Sellers benefit from the expertise provided by a professional business broker in various ways. One of the more significant benefits is the ability of the seller to spend their time managing their business during the selling process, thereby maintaining or increasing their cash flow and ultimately maximizing their sales price. Additionally, professional business brokers help sellers:
- Analyze the business, the marketplace and recommend a selling price.
- Create maximum exposure among buyers through broker networks, advertising and buyer contacts. Screen all buyers to avoid wasting time with unqualified buyers.
- Maintain confidentiality about the sale in order not to alarm customers, employees and suppliers, or giving a market advantage to a competitor.
- Manage the selling process from beginning to end including the coordination of all forms and documents and work alongside professional advisors such as attorneys and accountants.
Professionalism, expertise and a long track record of success that has led to the development of a proven system for selling businesses.
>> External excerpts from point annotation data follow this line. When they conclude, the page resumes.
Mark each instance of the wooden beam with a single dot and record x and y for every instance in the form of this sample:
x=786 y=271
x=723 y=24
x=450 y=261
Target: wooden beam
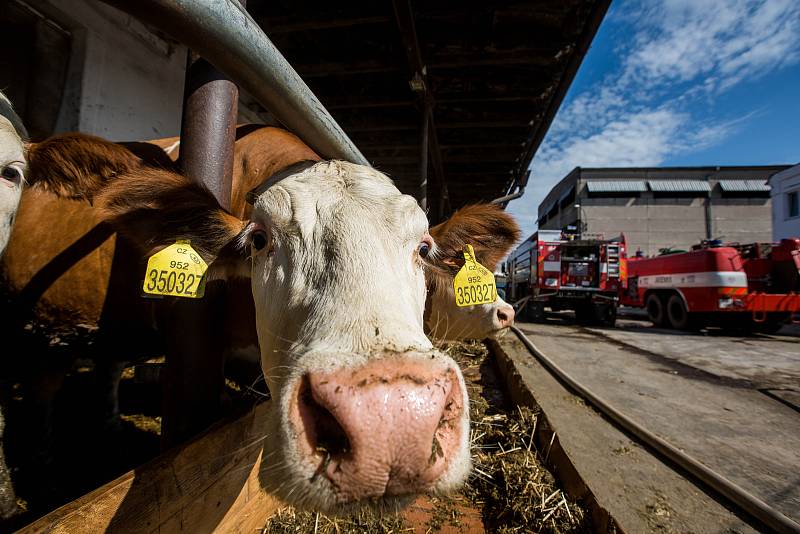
x=273 y=26
x=405 y=22
x=210 y=484
x=346 y=68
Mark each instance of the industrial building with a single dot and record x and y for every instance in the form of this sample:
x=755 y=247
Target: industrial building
x=785 y=190
x=658 y=208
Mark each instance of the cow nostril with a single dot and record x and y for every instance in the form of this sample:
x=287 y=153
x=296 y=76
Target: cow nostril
x=326 y=435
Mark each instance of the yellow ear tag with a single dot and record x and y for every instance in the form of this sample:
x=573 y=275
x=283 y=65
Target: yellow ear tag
x=474 y=283
x=176 y=271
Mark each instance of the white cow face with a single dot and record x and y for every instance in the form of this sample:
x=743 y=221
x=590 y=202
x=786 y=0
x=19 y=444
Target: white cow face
x=12 y=176
x=368 y=409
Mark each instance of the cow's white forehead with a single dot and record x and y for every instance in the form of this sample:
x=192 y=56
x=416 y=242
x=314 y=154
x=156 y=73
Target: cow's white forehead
x=330 y=190
x=11 y=147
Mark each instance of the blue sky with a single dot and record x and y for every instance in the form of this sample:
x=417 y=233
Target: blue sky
x=678 y=82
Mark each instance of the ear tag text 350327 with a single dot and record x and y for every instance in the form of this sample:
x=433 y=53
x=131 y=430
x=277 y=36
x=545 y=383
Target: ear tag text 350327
x=474 y=283
x=176 y=271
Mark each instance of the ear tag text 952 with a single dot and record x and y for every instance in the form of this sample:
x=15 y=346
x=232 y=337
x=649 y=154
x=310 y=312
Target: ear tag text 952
x=176 y=271
x=474 y=283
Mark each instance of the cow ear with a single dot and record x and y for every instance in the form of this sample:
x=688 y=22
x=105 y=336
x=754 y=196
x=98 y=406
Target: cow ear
x=77 y=165
x=155 y=208
x=487 y=227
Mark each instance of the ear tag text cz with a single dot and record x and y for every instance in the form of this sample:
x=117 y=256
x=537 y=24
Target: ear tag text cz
x=176 y=271
x=474 y=283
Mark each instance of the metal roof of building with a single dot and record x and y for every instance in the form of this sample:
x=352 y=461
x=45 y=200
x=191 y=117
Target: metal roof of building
x=744 y=185
x=494 y=73
x=679 y=186
x=616 y=186
x=566 y=194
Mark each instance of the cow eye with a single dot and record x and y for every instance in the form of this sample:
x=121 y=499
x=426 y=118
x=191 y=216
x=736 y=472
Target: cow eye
x=11 y=174
x=259 y=239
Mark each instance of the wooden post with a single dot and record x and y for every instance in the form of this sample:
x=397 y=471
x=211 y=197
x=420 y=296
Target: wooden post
x=422 y=197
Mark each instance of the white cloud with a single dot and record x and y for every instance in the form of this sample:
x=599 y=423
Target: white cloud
x=680 y=52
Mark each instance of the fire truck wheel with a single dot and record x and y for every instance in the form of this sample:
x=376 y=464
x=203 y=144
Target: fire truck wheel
x=677 y=313
x=770 y=326
x=655 y=310
x=536 y=312
x=606 y=314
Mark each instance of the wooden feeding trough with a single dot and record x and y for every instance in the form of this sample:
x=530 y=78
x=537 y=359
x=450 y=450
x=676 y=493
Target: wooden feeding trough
x=208 y=484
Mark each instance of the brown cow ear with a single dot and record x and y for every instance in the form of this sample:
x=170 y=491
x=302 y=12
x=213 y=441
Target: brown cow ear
x=487 y=227
x=77 y=165
x=155 y=208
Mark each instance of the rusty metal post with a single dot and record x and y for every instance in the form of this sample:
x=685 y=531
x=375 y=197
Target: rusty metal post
x=194 y=372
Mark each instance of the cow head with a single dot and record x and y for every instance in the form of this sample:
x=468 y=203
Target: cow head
x=492 y=233
x=368 y=411
x=12 y=167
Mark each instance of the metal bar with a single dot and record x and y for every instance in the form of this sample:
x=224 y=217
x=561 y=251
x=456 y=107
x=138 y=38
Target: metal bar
x=224 y=33
x=194 y=369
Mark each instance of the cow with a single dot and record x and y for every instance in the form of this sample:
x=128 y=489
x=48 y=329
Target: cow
x=12 y=178
x=490 y=230
x=366 y=409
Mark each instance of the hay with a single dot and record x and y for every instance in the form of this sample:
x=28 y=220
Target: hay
x=287 y=521
x=510 y=486
x=509 y=483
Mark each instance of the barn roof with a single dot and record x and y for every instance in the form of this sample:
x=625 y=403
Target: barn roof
x=493 y=73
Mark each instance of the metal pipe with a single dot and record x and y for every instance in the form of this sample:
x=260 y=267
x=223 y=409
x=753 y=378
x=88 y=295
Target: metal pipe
x=752 y=505
x=509 y=198
x=224 y=33
x=208 y=128
x=520 y=190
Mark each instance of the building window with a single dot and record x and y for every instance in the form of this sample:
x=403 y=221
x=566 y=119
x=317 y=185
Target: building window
x=793 y=204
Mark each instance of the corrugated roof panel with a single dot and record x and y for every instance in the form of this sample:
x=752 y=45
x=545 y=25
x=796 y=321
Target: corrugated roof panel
x=679 y=186
x=744 y=185
x=616 y=186
x=566 y=194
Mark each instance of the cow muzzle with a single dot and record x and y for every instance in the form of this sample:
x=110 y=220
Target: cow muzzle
x=387 y=428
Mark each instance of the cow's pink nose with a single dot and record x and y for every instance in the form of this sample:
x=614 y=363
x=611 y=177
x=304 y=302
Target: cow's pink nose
x=505 y=316
x=387 y=428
Since 1979, VR has sold over 50,000 businesses through our network of national and international offices. VR is the only international network of full-time business broker professionals that focus exclusively on the sale of small to mid-size companies. One clear benefit to sellers is the expansive exposure to prospective buyers through the VR network both nationally and internationally. Additionally, VR is also a member of some of the largest business broker networks to help provide maximum exposure.
Why should I pay a higher commission to a Business Broker than a Real Estate Broker charges to sell my business?
Business brokerage is a highly specialized field comprised of well-trained and experienced professionals. There are numerous differences in selling real estate property and selling an on-going business. A professional business broker must understand how to perform cash flow analysis to best benefit his/her client, maintain complete confidentiality, advertise for results and advise the seller in such vital areas as pricing, terms, offer structure, negotiations, legal issues, and business enhancement prior to offering a business for sale. Only an experienced business broker can perform all these functions to the best advantage of a seller. The standard commission charged is minimal when one considers all the functions necessary to facilitate a smooth and satisfactory transfer of ownership. It is also important to keep in mind that a business usually takes longer to sell versus a home. A recent national survey showed that, on average, it takes 182 days to sell a business.
It is our job to orchestrate process of selling and help you achieve your goal.